昨年度、生徒指導の厳しい中でよく考えたことは、「温かな空気がゆったりと流れ、校内に笑顔が溢れる学校にしたい。」ということでした。そのことが実現へ向けて動いていることが自覚でき、大変嬉しく思いました。
さて2日の日曜日、下の息子の高校野球の試合でのことです。相手は、強豪校の龍谷大学附属平安高校。追いつ追われつのシーソーゲームの後、延長戦に突入。表に相手校が1点をとった13回裏の攻撃。1死、1・2塁の好機に息子がピンチヒッターに立ちました。私は校下の小学校の区民運動会があって応援に行けなかったのですが、スタンドで見ていた妻は「こんな所でゲッツーになったら、皆さんに申し訳なくて逃げて帰らんなん…。」と思ったそうです。息子が帰ってからそのことを話題にしたところ、彼は平然と言いました。「僕には全くその意識がなかったわ。何とか塁に出ることしか考えてへんかった。」また、その時のことをこうも付け加えました。「ブラバンの演奏やチアガールのダンス。チームメートの声援なんかが、聞こえていたけど、バッターボックスに入ってバットを構えたら全部が消えるんや。ほんで、1球終わったらまた聞こえるねん。」集中し出塁することだけを考えていた様子が窺われます。もしその時、息子が妻と同じように考えていたら…、その通りになっていたかもしれません。プラス思考の大切さを実感させられました。

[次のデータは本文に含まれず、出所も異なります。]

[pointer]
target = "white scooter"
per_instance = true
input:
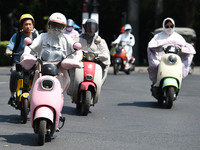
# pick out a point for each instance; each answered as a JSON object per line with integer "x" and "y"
{"x": 169, "y": 77}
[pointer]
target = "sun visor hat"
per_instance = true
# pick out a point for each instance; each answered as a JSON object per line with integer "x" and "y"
{"x": 91, "y": 27}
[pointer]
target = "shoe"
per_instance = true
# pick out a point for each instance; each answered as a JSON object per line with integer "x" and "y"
{"x": 12, "y": 101}
{"x": 128, "y": 66}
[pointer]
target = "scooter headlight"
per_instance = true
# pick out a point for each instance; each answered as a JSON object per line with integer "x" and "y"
{"x": 172, "y": 59}
{"x": 90, "y": 56}
{"x": 47, "y": 84}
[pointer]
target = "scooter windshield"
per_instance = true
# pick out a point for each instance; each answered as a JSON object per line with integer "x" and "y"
{"x": 52, "y": 55}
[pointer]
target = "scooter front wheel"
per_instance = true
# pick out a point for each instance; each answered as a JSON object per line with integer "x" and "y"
{"x": 25, "y": 111}
{"x": 42, "y": 131}
{"x": 86, "y": 97}
{"x": 170, "y": 92}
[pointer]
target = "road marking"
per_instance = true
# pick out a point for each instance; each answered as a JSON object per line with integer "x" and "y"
{"x": 3, "y": 82}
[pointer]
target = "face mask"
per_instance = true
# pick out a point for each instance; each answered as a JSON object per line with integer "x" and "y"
{"x": 169, "y": 31}
{"x": 69, "y": 29}
{"x": 55, "y": 32}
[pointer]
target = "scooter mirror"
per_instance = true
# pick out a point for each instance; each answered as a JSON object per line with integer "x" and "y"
{"x": 77, "y": 46}
{"x": 27, "y": 41}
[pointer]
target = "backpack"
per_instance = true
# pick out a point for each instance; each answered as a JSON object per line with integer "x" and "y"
{"x": 18, "y": 39}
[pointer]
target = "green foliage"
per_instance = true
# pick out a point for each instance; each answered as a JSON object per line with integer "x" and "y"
{"x": 4, "y": 60}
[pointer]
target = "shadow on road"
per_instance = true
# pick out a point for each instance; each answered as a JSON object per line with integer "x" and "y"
{"x": 27, "y": 139}
{"x": 142, "y": 104}
{"x": 69, "y": 110}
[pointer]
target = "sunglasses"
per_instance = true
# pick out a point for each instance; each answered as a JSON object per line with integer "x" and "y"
{"x": 169, "y": 26}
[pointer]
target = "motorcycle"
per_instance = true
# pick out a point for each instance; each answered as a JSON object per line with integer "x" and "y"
{"x": 46, "y": 98}
{"x": 87, "y": 83}
{"x": 169, "y": 77}
{"x": 119, "y": 59}
{"x": 24, "y": 84}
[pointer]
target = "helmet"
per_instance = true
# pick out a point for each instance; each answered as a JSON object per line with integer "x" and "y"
{"x": 57, "y": 18}
{"x": 90, "y": 27}
{"x": 127, "y": 27}
{"x": 57, "y": 21}
{"x": 70, "y": 23}
{"x": 26, "y": 16}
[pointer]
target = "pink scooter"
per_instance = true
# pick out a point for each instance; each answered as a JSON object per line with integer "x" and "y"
{"x": 87, "y": 83}
{"x": 46, "y": 98}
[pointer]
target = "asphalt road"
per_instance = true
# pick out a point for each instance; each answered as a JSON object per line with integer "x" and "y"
{"x": 127, "y": 117}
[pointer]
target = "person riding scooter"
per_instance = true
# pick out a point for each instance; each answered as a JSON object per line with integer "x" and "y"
{"x": 16, "y": 45}
{"x": 53, "y": 43}
{"x": 168, "y": 37}
{"x": 129, "y": 39}
{"x": 92, "y": 42}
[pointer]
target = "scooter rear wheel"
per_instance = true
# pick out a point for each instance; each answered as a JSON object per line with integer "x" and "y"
{"x": 170, "y": 92}
{"x": 42, "y": 131}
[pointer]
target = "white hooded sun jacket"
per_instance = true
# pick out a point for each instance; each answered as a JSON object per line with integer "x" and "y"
{"x": 166, "y": 37}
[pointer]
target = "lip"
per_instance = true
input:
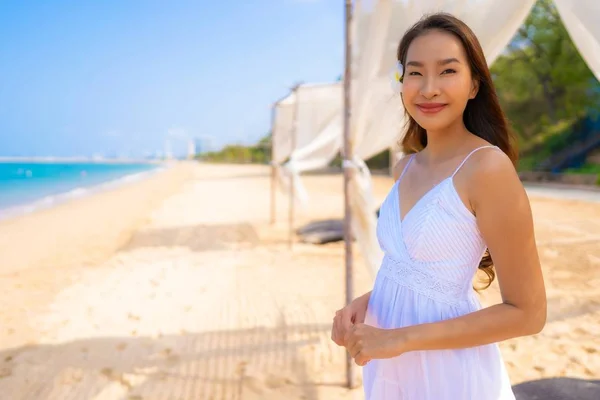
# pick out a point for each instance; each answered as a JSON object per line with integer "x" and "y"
{"x": 431, "y": 108}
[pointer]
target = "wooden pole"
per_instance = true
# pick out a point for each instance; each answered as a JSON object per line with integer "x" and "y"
{"x": 348, "y": 156}
{"x": 273, "y": 168}
{"x": 293, "y": 139}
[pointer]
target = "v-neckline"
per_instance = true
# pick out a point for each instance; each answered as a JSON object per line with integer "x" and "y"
{"x": 401, "y": 218}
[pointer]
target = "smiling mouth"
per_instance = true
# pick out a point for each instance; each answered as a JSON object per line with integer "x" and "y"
{"x": 431, "y": 108}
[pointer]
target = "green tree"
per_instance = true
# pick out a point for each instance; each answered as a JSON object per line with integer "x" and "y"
{"x": 542, "y": 79}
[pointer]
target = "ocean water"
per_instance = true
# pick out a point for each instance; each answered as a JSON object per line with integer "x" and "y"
{"x": 27, "y": 186}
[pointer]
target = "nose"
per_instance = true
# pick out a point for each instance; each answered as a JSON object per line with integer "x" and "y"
{"x": 430, "y": 88}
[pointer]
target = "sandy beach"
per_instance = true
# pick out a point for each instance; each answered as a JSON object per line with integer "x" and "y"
{"x": 178, "y": 287}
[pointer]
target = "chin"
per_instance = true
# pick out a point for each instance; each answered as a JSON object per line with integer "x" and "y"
{"x": 432, "y": 125}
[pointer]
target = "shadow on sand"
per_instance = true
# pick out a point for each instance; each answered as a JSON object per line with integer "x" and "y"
{"x": 245, "y": 364}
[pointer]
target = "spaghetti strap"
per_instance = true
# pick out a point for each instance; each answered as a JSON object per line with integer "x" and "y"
{"x": 406, "y": 167}
{"x": 469, "y": 155}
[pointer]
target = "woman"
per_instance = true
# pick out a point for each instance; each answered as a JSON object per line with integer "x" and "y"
{"x": 457, "y": 203}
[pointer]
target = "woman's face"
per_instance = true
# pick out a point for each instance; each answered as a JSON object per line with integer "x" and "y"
{"x": 437, "y": 80}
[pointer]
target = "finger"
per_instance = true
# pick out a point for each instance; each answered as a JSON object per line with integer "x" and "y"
{"x": 360, "y": 360}
{"x": 346, "y": 316}
{"x": 337, "y": 333}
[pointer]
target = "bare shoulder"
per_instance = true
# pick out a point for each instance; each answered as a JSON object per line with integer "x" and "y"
{"x": 492, "y": 177}
{"x": 399, "y": 167}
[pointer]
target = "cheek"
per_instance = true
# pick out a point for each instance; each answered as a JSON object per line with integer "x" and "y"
{"x": 457, "y": 89}
{"x": 410, "y": 91}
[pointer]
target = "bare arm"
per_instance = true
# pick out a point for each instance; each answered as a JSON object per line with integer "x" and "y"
{"x": 397, "y": 170}
{"x": 505, "y": 221}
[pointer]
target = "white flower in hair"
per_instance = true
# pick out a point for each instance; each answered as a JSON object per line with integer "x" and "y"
{"x": 397, "y": 78}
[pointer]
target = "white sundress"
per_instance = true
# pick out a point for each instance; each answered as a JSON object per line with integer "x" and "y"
{"x": 430, "y": 259}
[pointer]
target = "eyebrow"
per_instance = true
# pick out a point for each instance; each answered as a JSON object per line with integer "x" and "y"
{"x": 445, "y": 61}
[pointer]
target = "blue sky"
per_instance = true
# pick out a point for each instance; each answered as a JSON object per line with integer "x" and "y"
{"x": 108, "y": 77}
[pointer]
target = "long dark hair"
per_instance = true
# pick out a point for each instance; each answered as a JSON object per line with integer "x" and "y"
{"x": 483, "y": 115}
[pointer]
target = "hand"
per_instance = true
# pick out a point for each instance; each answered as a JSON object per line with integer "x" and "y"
{"x": 353, "y": 313}
{"x": 365, "y": 342}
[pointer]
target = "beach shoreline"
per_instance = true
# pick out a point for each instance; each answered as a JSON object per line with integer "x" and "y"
{"x": 179, "y": 284}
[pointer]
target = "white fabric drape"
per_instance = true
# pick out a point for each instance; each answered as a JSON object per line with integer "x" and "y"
{"x": 316, "y": 124}
{"x": 377, "y": 115}
{"x": 581, "y": 19}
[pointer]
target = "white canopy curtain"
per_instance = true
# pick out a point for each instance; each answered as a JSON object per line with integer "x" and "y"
{"x": 377, "y": 115}
{"x": 318, "y": 128}
{"x": 580, "y": 18}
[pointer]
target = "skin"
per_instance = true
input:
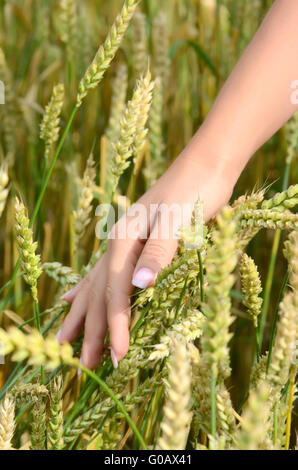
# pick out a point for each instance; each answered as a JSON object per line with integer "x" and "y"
{"x": 253, "y": 104}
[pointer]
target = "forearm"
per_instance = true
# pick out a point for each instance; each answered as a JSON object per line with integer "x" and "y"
{"x": 256, "y": 99}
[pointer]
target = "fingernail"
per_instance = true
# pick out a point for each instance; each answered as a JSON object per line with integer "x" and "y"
{"x": 58, "y": 335}
{"x": 114, "y": 359}
{"x": 79, "y": 370}
{"x": 63, "y": 297}
{"x": 143, "y": 278}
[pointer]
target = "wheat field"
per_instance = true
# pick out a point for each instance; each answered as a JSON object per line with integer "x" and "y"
{"x": 212, "y": 362}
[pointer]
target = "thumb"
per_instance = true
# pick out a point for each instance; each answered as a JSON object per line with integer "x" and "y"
{"x": 156, "y": 255}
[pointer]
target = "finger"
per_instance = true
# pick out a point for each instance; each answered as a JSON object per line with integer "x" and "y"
{"x": 95, "y": 323}
{"x": 69, "y": 296}
{"x": 123, "y": 255}
{"x": 157, "y": 253}
{"x": 74, "y": 321}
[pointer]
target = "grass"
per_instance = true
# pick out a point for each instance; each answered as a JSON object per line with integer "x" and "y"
{"x": 128, "y": 408}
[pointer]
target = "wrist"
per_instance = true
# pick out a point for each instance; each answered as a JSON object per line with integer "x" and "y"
{"x": 204, "y": 158}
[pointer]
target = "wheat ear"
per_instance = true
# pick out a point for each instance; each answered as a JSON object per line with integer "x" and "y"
{"x": 177, "y": 416}
{"x": 107, "y": 51}
{"x": 7, "y": 422}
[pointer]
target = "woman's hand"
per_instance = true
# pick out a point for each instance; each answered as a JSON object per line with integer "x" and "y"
{"x": 101, "y": 301}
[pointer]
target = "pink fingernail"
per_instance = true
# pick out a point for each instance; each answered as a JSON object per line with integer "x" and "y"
{"x": 63, "y": 297}
{"x": 143, "y": 278}
{"x": 114, "y": 359}
{"x": 79, "y": 370}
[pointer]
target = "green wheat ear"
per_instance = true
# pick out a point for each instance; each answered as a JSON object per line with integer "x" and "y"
{"x": 30, "y": 261}
{"x": 107, "y": 51}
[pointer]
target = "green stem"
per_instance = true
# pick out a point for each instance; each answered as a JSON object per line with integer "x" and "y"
{"x": 37, "y": 325}
{"x": 39, "y": 200}
{"x": 268, "y": 285}
{"x": 272, "y": 263}
{"x": 289, "y": 415}
{"x": 275, "y": 320}
{"x": 201, "y": 277}
{"x": 118, "y": 403}
{"x": 213, "y": 406}
{"x": 275, "y": 422}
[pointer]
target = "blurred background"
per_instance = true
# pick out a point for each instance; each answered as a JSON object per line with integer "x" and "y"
{"x": 193, "y": 44}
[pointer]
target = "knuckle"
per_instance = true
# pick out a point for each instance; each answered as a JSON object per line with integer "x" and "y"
{"x": 157, "y": 252}
{"x": 108, "y": 294}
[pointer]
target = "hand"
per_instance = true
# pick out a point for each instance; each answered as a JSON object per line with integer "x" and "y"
{"x": 101, "y": 300}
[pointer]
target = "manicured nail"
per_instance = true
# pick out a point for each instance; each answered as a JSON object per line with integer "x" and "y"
{"x": 58, "y": 335}
{"x": 114, "y": 359}
{"x": 143, "y": 278}
{"x": 79, "y": 370}
{"x": 66, "y": 294}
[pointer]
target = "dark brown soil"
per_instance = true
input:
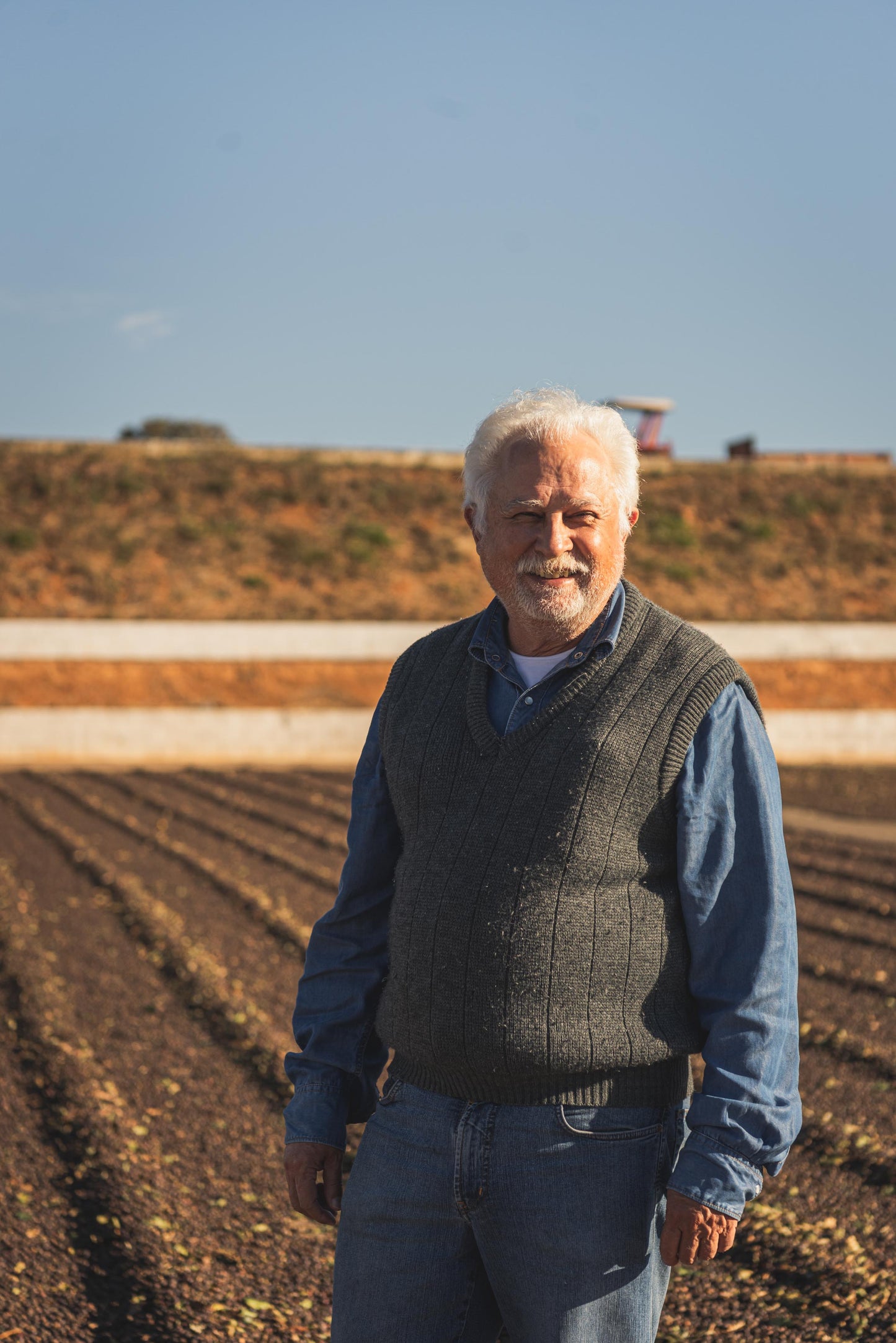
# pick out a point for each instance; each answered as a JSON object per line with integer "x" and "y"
{"x": 116, "y": 531}
{"x": 141, "y": 1144}
{"x": 860, "y": 792}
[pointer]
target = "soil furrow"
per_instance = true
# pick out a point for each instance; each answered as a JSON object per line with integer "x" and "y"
{"x": 120, "y": 1276}
{"x": 221, "y": 831}
{"x": 42, "y": 1288}
{"x": 202, "y": 1163}
{"x": 840, "y": 930}
{"x": 858, "y": 865}
{"x": 278, "y": 919}
{"x": 234, "y": 1020}
{"x": 238, "y": 801}
{"x": 319, "y": 795}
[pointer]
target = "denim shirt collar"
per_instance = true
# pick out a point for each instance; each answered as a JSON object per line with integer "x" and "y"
{"x": 489, "y": 638}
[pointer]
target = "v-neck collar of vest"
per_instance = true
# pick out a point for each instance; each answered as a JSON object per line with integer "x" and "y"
{"x": 595, "y": 672}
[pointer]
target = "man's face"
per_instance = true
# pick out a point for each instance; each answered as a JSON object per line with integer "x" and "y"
{"x": 551, "y": 547}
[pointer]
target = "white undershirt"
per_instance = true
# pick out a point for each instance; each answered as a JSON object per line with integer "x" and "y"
{"x": 535, "y": 669}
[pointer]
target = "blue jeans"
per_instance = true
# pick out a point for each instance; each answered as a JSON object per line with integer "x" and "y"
{"x": 458, "y": 1217}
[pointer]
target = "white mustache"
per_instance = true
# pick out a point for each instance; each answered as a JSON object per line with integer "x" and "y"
{"x": 559, "y": 567}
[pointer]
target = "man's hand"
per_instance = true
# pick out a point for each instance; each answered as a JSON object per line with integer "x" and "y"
{"x": 303, "y": 1162}
{"x": 693, "y": 1232}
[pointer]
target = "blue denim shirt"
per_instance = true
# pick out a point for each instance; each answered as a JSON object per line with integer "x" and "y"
{"x": 738, "y": 907}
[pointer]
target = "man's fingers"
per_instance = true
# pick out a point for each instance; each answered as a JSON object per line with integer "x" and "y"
{"x": 690, "y": 1247}
{"x": 309, "y": 1202}
{"x": 334, "y": 1181}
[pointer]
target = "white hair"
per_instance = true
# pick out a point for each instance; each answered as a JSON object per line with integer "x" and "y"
{"x": 547, "y": 414}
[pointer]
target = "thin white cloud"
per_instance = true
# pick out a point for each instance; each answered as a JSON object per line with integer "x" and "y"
{"x": 61, "y": 305}
{"x": 144, "y": 328}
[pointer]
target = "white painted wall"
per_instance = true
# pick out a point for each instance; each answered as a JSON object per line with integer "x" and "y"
{"x": 360, "y": 641}
{"x": 335, "y": 736}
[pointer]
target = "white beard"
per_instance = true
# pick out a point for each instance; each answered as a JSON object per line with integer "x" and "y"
{"x": 561, "y": 612}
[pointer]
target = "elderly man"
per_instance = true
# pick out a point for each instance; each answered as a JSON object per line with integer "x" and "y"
{"x": 566, "y": 876}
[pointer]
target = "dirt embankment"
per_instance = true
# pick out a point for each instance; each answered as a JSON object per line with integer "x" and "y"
{"x": 115, "y": 531}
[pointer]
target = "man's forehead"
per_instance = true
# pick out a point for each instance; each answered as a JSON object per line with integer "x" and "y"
{"x": 543, "y": 471}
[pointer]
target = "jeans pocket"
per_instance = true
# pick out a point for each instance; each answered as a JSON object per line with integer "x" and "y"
{"x": 609, "y": 1125}
{"x": 671, "y": 1146}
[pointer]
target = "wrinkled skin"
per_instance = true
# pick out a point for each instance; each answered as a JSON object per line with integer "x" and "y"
{"x": 317, "y": 1201}
{"x": 692, "y": 1232}
{"x": 548, "y": 504}
{"x": 551, "y": 540}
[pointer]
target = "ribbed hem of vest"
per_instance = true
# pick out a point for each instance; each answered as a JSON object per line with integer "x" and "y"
{"x": 650, "y": 1084}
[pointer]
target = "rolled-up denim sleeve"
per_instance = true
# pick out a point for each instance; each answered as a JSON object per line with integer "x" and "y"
{"x": 342, "y": 1056}
{"x": 738, "y": 904}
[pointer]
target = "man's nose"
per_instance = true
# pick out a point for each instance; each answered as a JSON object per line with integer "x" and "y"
{"x": 554, "y": 538}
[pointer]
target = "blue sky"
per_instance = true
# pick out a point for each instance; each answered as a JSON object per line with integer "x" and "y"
{"x": 367, "y": 223}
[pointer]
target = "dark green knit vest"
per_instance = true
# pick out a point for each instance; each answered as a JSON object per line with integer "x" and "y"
{"x": 538, "y": 951}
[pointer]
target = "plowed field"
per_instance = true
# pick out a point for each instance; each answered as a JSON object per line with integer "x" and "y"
{"x": 151, "y": 937}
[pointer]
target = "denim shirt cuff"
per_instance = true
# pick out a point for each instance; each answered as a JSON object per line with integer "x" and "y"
{"x": 715, "y": 1176}
{"x": 317, "y": 1115}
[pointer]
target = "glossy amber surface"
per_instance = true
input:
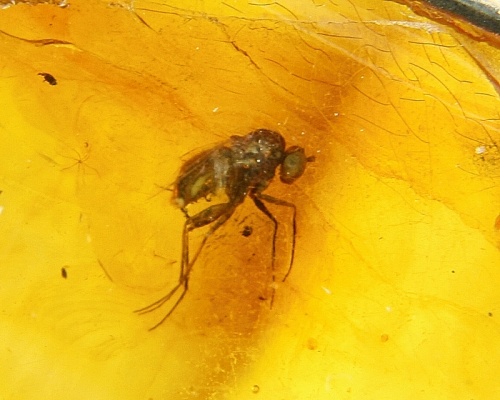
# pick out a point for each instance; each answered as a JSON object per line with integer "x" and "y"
{"x": 394, "y": 290}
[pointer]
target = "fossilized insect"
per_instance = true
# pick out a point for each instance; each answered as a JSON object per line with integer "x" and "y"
{"x": 243, "y": 166}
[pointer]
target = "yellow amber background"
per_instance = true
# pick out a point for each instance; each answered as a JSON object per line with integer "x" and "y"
{"x": 394, "y": 290}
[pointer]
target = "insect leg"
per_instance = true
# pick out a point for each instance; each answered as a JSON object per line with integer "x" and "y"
{"x": 218, "y": 214}
{"x": 263, "y": 208}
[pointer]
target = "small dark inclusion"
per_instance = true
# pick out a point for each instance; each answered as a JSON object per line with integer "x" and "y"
{"x": 48, "y": 78}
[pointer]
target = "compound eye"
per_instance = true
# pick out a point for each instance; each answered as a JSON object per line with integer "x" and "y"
{"x": 293, "y": 165}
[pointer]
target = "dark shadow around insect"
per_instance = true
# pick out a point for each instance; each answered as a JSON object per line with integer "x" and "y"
{"x": 243, "y": 166}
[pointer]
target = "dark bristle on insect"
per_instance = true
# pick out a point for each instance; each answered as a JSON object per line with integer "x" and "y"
{"x": 244, "y": 166}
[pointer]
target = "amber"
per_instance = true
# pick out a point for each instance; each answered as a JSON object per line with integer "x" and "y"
{"x": 394, "y": 288}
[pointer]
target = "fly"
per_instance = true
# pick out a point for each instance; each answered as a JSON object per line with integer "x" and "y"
{"x": 244, "y": 166}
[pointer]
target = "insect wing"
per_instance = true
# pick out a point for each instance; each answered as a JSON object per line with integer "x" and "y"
{"x": 202, "y": 175}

普段はきちんと登校できていない一部の生徒たちも、体育際に楽しく参加しました。厳しさを示しつつも、出場させるための方策を直前まで検討し動いて頂いた担任の先生はじめ当該学年の先生方に感謝したいと思います。今回のことは、きっとその子たちの今後の指導に役立つはずです。そう、プラス思考です。あの子たちの楽しそうな表情と、その子たちを迎え入れた生徒たちの満足そうな表情とが、そのことの正しさを教えてくれています。